I love trying new foods, particularly those of other countries and cultures. So when a “Best of Burma: Coming Soon” sign showed up in front of the old Shuffles Ice Cream, I jumped for joy – Burmese food was coming to Santa Rosa!
After they opened last fall, I set out with my husband to try out this new culinary adventure. I had no idea what to expect for our dinner, and I had no idea what type of food Burmese actually was. I knew very little about Burma- other than the country was now known as Myanmar, and it’s the home of origin to the Burmese Python. But as one always up for new things, I was eager to try it out.
Our server Kevin was very helpful, and explained that the dishes were served family style, and pointed out what items were the most authentic. For someone as clueless to Burmese food as I was, I would say they were similar to Thai – lots of noodle and curry dishes.
To start with, we ordered the tea leaf salad. It came arranged with the individual components of lettuce, fried yellow beans, fried garlic, sesame seeds, peanuts, sunflower seeds, fresh tomatoes, and jalapenos arranged around a pile of the tea leaves. We opted to have the dish vegetarian, but normally it comes with dried shrimp. Kevin then squeezed fresh lemon over the tea leaves, and then mixed everything together. He told us that the leaves are fermented in a clay pot for 3-6 months.

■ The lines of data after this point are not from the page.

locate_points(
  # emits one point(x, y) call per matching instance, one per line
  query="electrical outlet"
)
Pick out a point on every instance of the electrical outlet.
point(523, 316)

Our next dish was Nan Gyu Thoke, a rice noodle dish with a chicken coconut curry sauce. Like the salad, it came arranged with the ingredients separate, and the server mixed at the table. I asked if that was a traditional presentation, and Kevin told us no, its just something they like to do because many people are unfamiliar with the ingredients. We also chose Pork Curry with Potatoes, which was as it sounded, but also marinated with pickled mangoes. I like both of these curry dishes, which were lighter and fruitier than other Thai curries I’ve had. Our server explained that most of the dishes in the cuisine were wet and saucy like these, which is complimentary to the wet and humid climate the country experiences.
For dessert, I somewhat reluctantly ordered Sooji, which Kevin described as a baked cream of wheat. It was the most authentic dessert they had, amongst a selection of sticky rice and ice creams. Despite not being excited about it (I mean, baked cream of wheat?), I was determined to explore all sides of the menu, so based on his recommendation, we forged ahead. It came with mango ice cream, and while it wasn’t my favorite dish by far, it wasn’t bad. Similar to a dry rice pudding, with flavors of cinnamon and coconut, it was much different than the descendant chocolate and sugary things I consider dessert.
I’ll be sure to come back. There were several other things on the menu that I’m eager to try, such as samosa soup and the rainbow salad, which was described as “4 types of noodles and 22 other ingredients that were too many to list.”
Best of Burma is located at 528 7th Street.